Yes. Dont use the realtime priority setting. Seriously. *NEVER* use the realtime setting for consumer applications. There are very very very very few scenarios in which it is useful. It can interfere with hardware drivers and system tasks alike. the "high" priority setting is the highest you should use for a video game.
Ah ok. But while it lasted it did seem to make a bigger performance increase than the high setting. Well, I'd rather have the game not crash than have it run 2FPS faster though.
The realtime priority setting takes that process out of the normal task scheduling algorithm and switches it for another entirely different one. It then jury rigs the original task scheduler to try to cram all the conventional processes in around the realtime one. Realtime processes *MUST* always respond during a specified timeframe. Windows will kick system tasks and drivers out of the way in order for this to happen. It can be very problematic to do it to a game. It exists for industrial machinery and similar only, although most of those use a true realtime OS instead (such as windows CE, no relation to regular windows).

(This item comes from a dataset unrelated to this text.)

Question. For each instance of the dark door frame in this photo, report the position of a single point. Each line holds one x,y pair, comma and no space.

So, basically, this will deactivate everything it has to in order to get the process done by time x. Does that mean that it could deactivate things that could render the whole system useless i.e. the CPU driver(s) or the HDD driver(s)?
Its pretty safe, but the last thing you want to do is brake the traces on your mobo's pcb after scratching it with a screw driver or craft knife - - - Updated - - - Ableton sucks balls when it comes to step sequencing. It should not require two midi tracks and an audio track to have a step sequencer. You need a step sequencer plugin on one, then route the midi to the second track and then route the midi to the hardware synth and then route the audio back to the audio track. Two tracks would have been understandable, one track would have been ideal but 3 is a total piss take, especially when you are limited to 8 tracks cause i am too cheap to upgrade from the lite copy that was included with the synth itself.
CPUs do not have drivers. HDD is handled at the kernel level rather than as a service. While there is a little more to it. A decent tl'dr is yeah, deactivates anything it can in order to get the process done. Only services and processes though. But these can include input and output device drivers. Things like keyboards, mice, gamepads, network cards, GPUs, steam running in the background, explorer.exe, antivirus (plus viruses themselves xD) or any other application on the PC can potentially be royally fucked. The problem really comes from trying to force the Windows NT kernel to run 1 or more threads as realtime tasks on what is not truly a realtime operating system and mixed in with hundreds of non realtime tasks, just doesnt really work too well outside of a few specific use cases. I have heard of it used on windows based servers before, but usually when true realtime functionality is needed, the developers switch to a true realtime OS so it isnt the most useful setting in windows for the consumer. Changing the affinity can aid usefulness of that setting. Forcing a thread to be limited to just core 3 for example leaves cores 0, 1 and 2 to run other tasks and services. Not worth dicking with this for GTA.
I'm too lazy to hold the button down for 10 seconds though No, really, where did the restart buttons on PCs go? I have an old Windows XP PC from 2005 or so besides me, and having the ability to restart it with the push off a button intead of having to hold something down for an eternity is so much nicer.
My PC has a reset button underneath the power button. Lots of modern computer cases still have reset buttons.
Just your PC I think. Dont recall seeing anything other than a mac without a reset button like ever? Even the cheapo HP unit in the tea room at work has a reset button beneath the power button. My case has one. My old case had one. Uni machines have one. Rig I built at mates has one. Had a keyboard with one once, dont think thats a thing anymore, worked on XP but not on 98, was a bit weird.
Weird. I guess it's just a thing with Germany then, cause I haven't seen a PC with a restart button in like 5 years (not including the one right besides me)
My NZXT gaming case has one but not the old Gateway case from the late 90s that's next to it. I guess it just depends on the case.
Maybe you should buy the god damn 750 Ti you have been asking questions about for the last 6 months (at least, I've lost count)?
Or if you have a PSU up to spec, R7 260X, if you do want to come to the dark side. (not a fanboy really, would kill to have a gtx 980 ti in my rig.)